Recent conversations about Social Security have evolved from how best to make the program solvent to whether benefits should be expanded for all future seniors. U.S. median senior income is among the highest in the world, while economic security for many families and public investment are falling behind. Given that, and with Social Security on the brink of insolvency, increasing benefits for middle- and high-income seniors would not be at the top of many people’s lists.
There are, however, ways to reduce senior poverty without broad-based benefit expansions. Two recent Social Security proposals-–one from experts at the American Enterprise Institute; the other from the Commission on Retirement Security and Personal Savings at the Bipartisan Policy Center-–suggest doing just that.

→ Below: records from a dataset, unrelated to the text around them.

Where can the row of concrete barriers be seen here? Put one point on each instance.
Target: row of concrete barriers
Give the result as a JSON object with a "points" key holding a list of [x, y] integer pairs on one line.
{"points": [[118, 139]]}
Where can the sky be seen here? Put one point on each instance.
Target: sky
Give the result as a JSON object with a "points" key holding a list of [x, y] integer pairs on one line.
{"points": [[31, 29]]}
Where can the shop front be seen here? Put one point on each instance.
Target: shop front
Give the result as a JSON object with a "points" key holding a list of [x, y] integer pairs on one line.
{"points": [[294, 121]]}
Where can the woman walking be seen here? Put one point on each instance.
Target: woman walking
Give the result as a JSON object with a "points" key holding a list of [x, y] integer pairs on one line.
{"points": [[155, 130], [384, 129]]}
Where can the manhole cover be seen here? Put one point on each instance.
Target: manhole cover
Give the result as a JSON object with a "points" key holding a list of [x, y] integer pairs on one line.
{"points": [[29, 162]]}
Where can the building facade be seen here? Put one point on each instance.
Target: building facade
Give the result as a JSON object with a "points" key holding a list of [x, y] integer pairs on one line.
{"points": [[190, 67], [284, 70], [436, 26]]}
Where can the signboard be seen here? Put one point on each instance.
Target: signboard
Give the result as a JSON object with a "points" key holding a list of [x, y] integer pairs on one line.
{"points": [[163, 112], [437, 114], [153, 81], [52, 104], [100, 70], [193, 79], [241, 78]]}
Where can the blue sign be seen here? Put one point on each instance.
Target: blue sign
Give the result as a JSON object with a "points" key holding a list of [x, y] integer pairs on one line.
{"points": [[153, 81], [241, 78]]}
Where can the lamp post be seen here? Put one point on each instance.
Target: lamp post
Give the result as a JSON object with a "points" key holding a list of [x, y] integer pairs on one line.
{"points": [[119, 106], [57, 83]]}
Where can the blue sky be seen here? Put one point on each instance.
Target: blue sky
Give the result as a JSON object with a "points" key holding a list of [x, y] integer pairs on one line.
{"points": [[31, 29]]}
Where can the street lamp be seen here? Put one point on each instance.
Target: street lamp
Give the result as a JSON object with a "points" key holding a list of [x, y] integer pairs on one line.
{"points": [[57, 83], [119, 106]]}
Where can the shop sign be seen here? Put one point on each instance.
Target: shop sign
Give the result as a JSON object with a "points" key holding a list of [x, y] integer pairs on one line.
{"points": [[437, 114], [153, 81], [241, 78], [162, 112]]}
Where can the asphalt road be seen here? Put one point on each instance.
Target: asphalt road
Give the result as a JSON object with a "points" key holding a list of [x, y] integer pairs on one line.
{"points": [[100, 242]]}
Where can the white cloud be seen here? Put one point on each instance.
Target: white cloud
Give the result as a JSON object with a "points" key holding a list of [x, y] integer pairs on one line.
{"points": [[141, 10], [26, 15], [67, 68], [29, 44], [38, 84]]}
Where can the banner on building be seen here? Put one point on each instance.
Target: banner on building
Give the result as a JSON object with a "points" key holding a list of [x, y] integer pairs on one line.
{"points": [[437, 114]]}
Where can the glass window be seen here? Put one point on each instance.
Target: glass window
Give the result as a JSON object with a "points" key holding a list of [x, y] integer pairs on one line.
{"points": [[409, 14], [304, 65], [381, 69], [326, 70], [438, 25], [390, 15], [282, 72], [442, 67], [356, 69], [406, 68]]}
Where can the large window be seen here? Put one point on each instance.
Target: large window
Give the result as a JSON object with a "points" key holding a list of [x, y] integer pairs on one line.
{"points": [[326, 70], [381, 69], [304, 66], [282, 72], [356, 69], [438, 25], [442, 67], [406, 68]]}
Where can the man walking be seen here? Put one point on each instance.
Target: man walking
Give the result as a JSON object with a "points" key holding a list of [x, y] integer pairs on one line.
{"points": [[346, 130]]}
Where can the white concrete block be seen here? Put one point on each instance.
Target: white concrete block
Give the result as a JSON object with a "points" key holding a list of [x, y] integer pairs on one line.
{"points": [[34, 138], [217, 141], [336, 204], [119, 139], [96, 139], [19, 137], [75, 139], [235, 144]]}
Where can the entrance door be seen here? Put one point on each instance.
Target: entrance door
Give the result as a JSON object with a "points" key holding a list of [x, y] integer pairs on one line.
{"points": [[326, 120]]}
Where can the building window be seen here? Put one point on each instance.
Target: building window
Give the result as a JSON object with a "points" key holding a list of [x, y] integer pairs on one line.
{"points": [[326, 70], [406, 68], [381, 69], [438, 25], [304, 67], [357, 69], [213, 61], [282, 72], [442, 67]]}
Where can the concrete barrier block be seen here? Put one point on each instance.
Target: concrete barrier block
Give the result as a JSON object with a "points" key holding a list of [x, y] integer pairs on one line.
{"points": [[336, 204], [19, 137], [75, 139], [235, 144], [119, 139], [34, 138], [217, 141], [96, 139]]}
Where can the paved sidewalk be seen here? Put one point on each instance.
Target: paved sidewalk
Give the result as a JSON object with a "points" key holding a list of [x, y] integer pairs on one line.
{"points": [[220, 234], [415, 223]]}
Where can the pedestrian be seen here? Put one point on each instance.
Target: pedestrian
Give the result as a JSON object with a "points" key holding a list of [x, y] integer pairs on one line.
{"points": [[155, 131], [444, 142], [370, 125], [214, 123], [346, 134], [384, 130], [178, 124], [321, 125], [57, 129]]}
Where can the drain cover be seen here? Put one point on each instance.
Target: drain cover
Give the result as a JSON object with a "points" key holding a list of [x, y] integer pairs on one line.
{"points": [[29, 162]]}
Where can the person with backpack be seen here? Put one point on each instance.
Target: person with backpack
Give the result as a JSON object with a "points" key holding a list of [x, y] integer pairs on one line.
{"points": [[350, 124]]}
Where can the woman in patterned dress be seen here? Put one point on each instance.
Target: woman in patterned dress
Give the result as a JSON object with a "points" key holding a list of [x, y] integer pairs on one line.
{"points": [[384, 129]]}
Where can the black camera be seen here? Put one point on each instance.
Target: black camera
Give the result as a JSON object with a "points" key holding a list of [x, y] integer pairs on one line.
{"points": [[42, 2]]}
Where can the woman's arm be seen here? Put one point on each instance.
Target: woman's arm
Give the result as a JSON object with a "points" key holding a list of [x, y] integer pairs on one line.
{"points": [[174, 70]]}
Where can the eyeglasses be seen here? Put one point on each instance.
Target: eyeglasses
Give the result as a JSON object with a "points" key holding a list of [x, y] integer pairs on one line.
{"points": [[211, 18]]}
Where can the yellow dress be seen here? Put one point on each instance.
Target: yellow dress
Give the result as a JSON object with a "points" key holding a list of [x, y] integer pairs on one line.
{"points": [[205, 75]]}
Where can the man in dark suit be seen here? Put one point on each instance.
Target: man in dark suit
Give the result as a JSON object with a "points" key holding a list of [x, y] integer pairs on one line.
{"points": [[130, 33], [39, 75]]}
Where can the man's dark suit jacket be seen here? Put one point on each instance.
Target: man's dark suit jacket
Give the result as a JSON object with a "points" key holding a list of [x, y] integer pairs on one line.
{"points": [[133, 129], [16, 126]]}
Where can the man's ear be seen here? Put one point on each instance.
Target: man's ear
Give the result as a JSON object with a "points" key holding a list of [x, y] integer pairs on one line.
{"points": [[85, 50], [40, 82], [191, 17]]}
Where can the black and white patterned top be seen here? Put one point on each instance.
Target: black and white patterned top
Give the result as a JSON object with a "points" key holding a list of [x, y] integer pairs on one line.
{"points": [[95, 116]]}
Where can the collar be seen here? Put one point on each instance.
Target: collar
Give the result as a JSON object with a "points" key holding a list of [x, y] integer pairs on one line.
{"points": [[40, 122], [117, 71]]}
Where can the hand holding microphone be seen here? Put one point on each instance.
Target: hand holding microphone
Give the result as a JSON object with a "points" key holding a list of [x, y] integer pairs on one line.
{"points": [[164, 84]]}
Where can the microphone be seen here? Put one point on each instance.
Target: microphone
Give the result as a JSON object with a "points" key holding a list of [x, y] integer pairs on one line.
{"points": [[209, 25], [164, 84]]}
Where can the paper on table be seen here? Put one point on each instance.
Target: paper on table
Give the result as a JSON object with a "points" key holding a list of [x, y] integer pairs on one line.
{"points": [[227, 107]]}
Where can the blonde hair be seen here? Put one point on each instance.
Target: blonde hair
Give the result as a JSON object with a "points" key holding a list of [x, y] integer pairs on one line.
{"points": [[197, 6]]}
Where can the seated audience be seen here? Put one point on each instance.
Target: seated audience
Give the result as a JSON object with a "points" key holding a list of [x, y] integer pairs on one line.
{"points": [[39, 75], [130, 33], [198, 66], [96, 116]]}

These plans are quite different. But both would make Social Security solvent and enhance retirement security for those who depend most on the program while increasing retirement income for the bottom 30% or so of earners and reducing senior poverty. The Bipartisan Policy Center plan would reduce senior poverty by about a third; the AEI plan would virtually eliminate senior poverty. Both would do so without relying on massive and politically unviable tax increases that would crowd out revenue for other national priorities.